Stewart

Stewart

Just over two years after Glen Allen Stewart Jr. was charged with the 2012 first-degree murder of 25-year-old Kim Douglas McKoy Jr., a Sampson County jury has found him guilty.

District Attorney Ernie Lee released the information Tuesday, saying the jury had returned a verdict of guilty Monday. Stewart was also found guilty of possession of a firearm by a felon. Superior Court Judge Edwin Wilson of Orange County sentenced the defendant to life without the possibility of parole. In North Carolina, a conviction of first-degree murder carries a mandatory minimum sentence of life without the possibility of parole.

The trial began Dec. 2 in Sampson County Superior Court. The state’s evidence showed that Stewart and McKoy knew each other and sold drugs together. Stewart no longer trusted McKoy and did not know if McKoy was loyal to him.

Evidence at trial showed that on July 18, 2012, Stewart went to Dogwood Circle in Clinton where McKoy lived with his girlfriend and children. Calvin Brice was with Stewart and while at Dogwood Circle, they talked to McKoy and another man around 10:30 p.m. The man then watched as McKoy got into Stewart’s car, a burgundy Chevrolet Impala, with Stewart and Brice, and leave Dogwood Circle around 10:50 p.m. McKoy’s girlfriend heard a car leaving and looked out to see the Impala leaving Dogwood Circle. She called McKoy’s phone and asked him where he was going. He told her that he was going to Walmart with Stewart.

The state’s evidence furthered showed that Stewart and Brice arrived at Walmart at 11:57 p.m. McKoy was not with them, and his girlfriend was not able to reach him by phone after this time. McKoy was located on Brewer Road the next morning, July 19, 2012 around 9 a.m. He had been shot multiple times and left on the side of the road.

According to testimony, in 2020, Stewart was in federal prison in South Carolina and began bragging to another inmate that he was a well-known shooter in his home county, and began to talk about how he had picked up a man named Kim at his girlfriend’s house and that he no longer trusted Kim. Stewart told the other inmate that they went for a ride, then Stewart forced Kim out of the car, questioned him, and shot him in the head and chest area on the side of the road.
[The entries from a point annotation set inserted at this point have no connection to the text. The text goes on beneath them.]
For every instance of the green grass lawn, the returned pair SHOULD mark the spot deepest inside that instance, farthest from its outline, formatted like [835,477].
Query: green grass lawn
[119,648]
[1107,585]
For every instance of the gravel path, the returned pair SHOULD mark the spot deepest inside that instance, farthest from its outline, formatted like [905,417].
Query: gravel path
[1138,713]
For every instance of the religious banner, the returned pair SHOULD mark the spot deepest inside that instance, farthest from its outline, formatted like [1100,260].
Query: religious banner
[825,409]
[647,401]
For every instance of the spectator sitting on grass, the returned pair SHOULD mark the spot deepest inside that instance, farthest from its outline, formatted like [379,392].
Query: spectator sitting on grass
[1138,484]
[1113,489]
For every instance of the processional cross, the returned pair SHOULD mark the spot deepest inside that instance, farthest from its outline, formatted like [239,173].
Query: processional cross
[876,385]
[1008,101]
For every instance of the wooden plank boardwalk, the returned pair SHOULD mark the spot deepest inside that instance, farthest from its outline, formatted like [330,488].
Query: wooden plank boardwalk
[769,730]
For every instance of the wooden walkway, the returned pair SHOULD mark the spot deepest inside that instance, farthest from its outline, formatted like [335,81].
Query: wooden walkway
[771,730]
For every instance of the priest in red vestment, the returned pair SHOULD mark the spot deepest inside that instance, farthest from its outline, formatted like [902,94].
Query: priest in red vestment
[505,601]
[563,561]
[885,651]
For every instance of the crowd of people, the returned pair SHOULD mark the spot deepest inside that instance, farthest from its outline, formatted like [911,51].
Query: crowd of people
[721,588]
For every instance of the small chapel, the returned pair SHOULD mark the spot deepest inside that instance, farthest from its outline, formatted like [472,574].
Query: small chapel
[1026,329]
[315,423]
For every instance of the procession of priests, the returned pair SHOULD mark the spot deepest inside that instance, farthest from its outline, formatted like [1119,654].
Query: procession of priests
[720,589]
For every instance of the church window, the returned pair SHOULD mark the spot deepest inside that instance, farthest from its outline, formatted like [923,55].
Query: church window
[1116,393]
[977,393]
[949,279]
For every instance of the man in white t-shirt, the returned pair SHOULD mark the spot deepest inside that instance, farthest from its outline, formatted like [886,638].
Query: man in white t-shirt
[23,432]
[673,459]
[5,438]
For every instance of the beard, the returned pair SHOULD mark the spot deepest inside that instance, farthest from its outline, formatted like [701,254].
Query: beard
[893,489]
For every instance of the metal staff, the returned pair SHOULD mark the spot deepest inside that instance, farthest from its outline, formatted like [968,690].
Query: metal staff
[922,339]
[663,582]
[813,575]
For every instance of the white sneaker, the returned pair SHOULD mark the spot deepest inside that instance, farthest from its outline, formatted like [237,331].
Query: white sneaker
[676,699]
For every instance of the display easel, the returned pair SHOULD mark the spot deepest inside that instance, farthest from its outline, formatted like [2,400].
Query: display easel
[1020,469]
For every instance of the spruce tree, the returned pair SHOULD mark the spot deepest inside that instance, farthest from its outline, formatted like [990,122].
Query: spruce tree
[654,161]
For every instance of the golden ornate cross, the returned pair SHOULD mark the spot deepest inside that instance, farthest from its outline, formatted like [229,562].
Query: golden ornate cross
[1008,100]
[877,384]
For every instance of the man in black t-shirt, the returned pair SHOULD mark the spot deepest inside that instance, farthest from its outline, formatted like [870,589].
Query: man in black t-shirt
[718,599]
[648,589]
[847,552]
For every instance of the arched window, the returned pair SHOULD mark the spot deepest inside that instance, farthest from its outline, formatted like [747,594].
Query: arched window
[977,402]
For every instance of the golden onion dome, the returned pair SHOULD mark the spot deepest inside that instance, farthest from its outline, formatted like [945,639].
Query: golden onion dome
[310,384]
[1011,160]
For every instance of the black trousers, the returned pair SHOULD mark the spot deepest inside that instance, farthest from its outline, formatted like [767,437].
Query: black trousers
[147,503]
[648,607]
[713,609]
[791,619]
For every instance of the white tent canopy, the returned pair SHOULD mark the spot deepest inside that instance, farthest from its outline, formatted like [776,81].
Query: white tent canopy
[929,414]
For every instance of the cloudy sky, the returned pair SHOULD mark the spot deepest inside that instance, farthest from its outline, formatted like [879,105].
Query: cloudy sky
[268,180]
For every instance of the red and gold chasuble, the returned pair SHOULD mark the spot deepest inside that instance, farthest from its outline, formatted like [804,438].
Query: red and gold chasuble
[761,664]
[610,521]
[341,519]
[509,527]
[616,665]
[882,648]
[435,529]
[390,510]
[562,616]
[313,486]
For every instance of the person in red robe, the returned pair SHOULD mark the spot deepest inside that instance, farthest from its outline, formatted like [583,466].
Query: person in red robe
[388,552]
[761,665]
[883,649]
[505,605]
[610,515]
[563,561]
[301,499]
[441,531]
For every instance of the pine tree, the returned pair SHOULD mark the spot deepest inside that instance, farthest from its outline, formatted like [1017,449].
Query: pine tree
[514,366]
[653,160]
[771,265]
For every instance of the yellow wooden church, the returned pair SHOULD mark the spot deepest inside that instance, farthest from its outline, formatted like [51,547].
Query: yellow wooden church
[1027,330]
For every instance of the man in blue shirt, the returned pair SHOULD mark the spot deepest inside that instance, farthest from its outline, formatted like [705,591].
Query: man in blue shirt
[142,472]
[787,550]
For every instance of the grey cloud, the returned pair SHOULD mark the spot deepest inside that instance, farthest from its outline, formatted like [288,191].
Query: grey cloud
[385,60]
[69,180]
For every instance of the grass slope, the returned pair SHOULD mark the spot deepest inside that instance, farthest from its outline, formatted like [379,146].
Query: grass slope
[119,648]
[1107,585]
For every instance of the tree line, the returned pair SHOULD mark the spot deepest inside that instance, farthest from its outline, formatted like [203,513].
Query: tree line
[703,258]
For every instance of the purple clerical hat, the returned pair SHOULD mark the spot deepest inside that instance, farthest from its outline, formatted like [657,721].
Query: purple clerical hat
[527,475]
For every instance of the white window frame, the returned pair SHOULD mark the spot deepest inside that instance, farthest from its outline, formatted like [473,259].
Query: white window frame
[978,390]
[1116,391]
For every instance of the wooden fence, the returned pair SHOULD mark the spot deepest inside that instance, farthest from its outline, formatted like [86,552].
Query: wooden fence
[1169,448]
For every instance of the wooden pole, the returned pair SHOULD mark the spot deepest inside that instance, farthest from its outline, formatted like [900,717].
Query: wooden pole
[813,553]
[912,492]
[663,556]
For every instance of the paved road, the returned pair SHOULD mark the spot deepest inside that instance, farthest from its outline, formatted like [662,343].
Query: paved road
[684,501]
The inmate testified about Stewart’s statements to him.

McKoy died of multiple gunshot wounds, including two gunshot wounds to the chest, evidence revealed.

The defendant has been previously convicted of possession of a firearm by a felon, assault inflicting serious bodily injury, possession with intent to sell and deliver marijuana, possession of a weapon of mass destruction, attempted breaking and entering of a motor vehicle, resisting an officer, possession with intent to sell and deliver marijuana, possession of drug paraphernalia, resisting an officer, common law robbery, felony possession of stolen goods, unlawful transport of a firearm, and possession of a firearm by a felon.
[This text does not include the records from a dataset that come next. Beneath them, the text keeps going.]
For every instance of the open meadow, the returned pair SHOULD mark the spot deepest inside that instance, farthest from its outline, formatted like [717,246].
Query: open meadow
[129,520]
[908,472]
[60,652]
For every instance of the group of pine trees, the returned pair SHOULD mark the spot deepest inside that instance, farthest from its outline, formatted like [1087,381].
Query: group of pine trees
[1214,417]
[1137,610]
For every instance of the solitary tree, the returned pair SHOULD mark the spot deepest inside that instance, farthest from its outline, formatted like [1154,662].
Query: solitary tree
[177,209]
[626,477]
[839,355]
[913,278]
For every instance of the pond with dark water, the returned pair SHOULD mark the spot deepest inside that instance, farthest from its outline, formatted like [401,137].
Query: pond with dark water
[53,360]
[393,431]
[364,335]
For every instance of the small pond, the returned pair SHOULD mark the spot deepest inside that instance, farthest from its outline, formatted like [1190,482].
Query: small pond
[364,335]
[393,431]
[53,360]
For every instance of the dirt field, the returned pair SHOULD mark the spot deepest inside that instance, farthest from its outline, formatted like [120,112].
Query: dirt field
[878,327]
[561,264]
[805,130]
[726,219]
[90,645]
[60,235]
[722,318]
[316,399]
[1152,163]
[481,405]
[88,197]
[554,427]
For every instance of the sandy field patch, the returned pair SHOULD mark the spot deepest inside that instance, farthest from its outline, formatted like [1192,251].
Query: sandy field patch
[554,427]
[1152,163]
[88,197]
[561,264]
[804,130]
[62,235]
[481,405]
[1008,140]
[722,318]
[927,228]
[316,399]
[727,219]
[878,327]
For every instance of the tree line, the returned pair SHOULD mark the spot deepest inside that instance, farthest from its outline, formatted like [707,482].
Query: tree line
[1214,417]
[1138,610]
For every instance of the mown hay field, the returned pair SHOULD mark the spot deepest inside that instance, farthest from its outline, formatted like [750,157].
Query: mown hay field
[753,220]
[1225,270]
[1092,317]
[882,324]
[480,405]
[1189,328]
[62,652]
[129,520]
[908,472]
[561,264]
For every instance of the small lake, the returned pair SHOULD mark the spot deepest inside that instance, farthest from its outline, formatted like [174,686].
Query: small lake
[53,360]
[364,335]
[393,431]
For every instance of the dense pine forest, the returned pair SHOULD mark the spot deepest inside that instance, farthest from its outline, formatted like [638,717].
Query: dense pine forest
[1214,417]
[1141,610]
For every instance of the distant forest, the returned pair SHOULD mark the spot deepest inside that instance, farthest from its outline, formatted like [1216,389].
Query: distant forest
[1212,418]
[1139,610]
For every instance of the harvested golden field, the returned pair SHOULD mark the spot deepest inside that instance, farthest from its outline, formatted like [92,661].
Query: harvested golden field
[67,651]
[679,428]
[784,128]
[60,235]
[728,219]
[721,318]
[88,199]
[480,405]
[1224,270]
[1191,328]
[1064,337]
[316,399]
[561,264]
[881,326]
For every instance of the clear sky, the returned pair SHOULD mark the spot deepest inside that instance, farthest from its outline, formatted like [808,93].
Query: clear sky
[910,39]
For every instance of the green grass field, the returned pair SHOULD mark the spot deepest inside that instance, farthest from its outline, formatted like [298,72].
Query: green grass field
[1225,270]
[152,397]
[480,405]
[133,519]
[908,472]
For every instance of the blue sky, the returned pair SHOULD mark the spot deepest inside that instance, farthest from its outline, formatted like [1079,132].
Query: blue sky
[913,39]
The Sampson County Sheriff’s Office Criminal investigation Division investigated the case with the assistance of the N.C. State Bureau of Investigation. The office had initially deemed it a “cold case,” but years later announced that new evidence had come to the surface, evidence that led to Stewart’s arrest and now conviction.
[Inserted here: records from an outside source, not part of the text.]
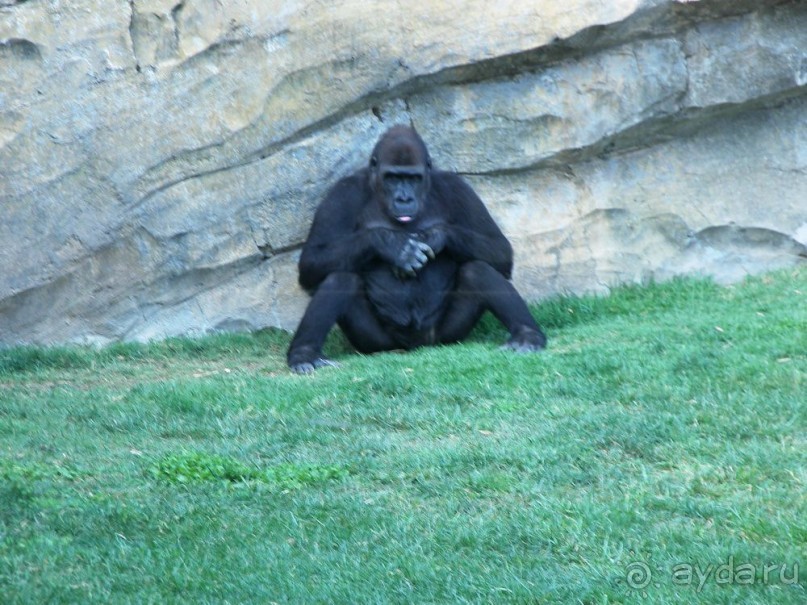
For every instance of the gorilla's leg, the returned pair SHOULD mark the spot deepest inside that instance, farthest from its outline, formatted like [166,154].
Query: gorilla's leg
[479,288]
[339,298]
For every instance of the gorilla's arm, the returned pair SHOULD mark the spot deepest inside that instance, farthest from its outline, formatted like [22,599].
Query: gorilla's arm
[468,232]
[338,242]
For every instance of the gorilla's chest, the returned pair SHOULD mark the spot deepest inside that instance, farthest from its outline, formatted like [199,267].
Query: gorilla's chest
[415,303]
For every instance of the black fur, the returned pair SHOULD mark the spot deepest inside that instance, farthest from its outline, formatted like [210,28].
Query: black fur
[401,255]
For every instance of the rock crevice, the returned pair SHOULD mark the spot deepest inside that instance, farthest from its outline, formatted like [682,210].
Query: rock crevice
[160,160]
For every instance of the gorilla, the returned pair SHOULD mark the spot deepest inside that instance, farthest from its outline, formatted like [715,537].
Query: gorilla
[401,255]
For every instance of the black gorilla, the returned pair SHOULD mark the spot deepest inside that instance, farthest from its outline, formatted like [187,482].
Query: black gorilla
[401,255]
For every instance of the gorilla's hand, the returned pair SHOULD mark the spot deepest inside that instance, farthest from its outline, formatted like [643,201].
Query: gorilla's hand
[412,257]
[435,238]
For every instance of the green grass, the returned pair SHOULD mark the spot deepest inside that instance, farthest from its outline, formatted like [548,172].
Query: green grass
[665,429]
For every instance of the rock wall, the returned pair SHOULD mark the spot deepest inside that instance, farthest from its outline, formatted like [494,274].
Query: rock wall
[160,160]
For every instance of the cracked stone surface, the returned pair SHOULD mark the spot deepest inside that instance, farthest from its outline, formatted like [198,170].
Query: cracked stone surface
[160,160]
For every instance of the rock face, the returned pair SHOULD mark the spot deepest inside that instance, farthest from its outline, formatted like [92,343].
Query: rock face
[160,160]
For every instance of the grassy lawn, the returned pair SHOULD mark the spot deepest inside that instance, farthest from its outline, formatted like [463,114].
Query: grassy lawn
[656,453]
“I appreciate the work of the Sampson County Sheriff’s Office under the leadership of Sheriff Jimmy Thornton and the N.C. State Bureau of Investigation,” Lee said in the release. “Assistant District Attorneys Jennifer Barnes and Robert Thigpen prosecuted the case with the assistance of legal assistant Andrea Maggio. The assistant district attorneys and legal assistant did an excellent job in preparing for and trying this case. The defendant was represented by attorney David Gross of Wilmington.”

Lee said Stewart “deserved the sentence of life without the possibility of parole for his violent crimes.

“Kim McKoy was loved by his family and the loss of his life affects them deeply,” Lee said.

Family members were in court each day of the trial in support and memory of the victim.